Word put into your Mouth of Shade. The Aventine
Where Caesar considered the swaying city's view
That was turned to glowing ember, did outshine
The dawn he meant to be. And, walking down the road
On that scorching hot day, bare of wind, song or shout,
- Along the whitewashed wall of a hospital strode
A girl on whose bosom thick beads of sweat stood out,
Narrow was her shadow- the distraught man would go
Amid silence that was so heavy and so harsh
That he might hit with it, as he would with a bow,
Some invisible strings; that's how the stroller marched,
Hurrying on his way, when bells of Saint Clement
On that Assumption Day were heard holding in check
Those of Saint Nicholas or of Saint Donatien
Looming somewhere nearby in a drowsy street, yet...
-There came, trotting along, holding on a ribbon
A Sunday cake, with her black hat that was adorned
With lace and everlasting flowers, an old woman
Heading for Castle Square. Round the corner she turned-
He thought he was struggling in the depths of a dream.

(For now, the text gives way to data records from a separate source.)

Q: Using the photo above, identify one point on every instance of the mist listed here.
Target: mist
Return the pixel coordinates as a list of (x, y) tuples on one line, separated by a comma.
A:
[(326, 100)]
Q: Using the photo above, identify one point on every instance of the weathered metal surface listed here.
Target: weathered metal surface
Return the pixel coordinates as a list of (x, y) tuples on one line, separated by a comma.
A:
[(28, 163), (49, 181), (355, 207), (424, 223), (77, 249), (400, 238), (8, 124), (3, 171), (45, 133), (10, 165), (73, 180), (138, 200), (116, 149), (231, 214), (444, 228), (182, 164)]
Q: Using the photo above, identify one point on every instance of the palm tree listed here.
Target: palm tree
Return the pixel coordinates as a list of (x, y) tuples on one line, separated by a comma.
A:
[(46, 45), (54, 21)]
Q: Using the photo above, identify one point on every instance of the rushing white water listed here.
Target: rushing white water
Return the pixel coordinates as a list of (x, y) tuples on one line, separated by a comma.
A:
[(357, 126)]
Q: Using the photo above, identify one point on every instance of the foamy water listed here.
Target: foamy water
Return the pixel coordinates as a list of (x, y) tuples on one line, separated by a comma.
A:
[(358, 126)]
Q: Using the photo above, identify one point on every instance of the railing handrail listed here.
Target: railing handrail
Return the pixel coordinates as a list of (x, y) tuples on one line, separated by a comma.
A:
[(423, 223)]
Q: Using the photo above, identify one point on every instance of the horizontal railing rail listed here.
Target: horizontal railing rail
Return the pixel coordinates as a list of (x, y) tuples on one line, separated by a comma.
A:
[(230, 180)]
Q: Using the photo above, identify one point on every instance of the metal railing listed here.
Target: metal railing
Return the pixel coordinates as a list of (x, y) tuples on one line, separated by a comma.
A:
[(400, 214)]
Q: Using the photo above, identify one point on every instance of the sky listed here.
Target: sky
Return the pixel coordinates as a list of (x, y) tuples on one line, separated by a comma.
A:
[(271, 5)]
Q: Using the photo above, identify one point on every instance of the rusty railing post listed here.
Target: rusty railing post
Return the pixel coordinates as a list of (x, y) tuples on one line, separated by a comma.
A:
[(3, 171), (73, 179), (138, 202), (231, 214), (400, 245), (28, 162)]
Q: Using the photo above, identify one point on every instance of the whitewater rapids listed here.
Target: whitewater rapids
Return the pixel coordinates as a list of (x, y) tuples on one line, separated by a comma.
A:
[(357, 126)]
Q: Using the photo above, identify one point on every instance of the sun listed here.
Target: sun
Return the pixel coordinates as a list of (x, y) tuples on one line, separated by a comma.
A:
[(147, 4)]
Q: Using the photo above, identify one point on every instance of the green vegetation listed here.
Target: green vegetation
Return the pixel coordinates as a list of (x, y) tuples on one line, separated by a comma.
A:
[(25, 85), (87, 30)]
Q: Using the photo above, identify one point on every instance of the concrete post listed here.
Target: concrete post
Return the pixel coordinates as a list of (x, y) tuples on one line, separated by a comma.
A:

(That in that dream he was a benumbed dreamer,
Who, when he would awake from this first dream, would seem
To live another dream, and so on forever...)
Cabinet covered with velvets and calicoes,
Barge pitching and tossing on a wave of dismay
The terror-struck spirit staggers, yet the billows
Bend to the Watchman on the Cross who still holds sway
For his glance tears itself from the mundane pictures-
From the bonfires of flesh underlain by vision-
(Summer was ablaze when began the adventure
Of those vanished bodies that by an explosion
Of love were all scattered over spheres and ages
To become a clear star that in love's skies would surge)
And once slumber is cast out with its mirages
He returns to dwellings where everything must merge.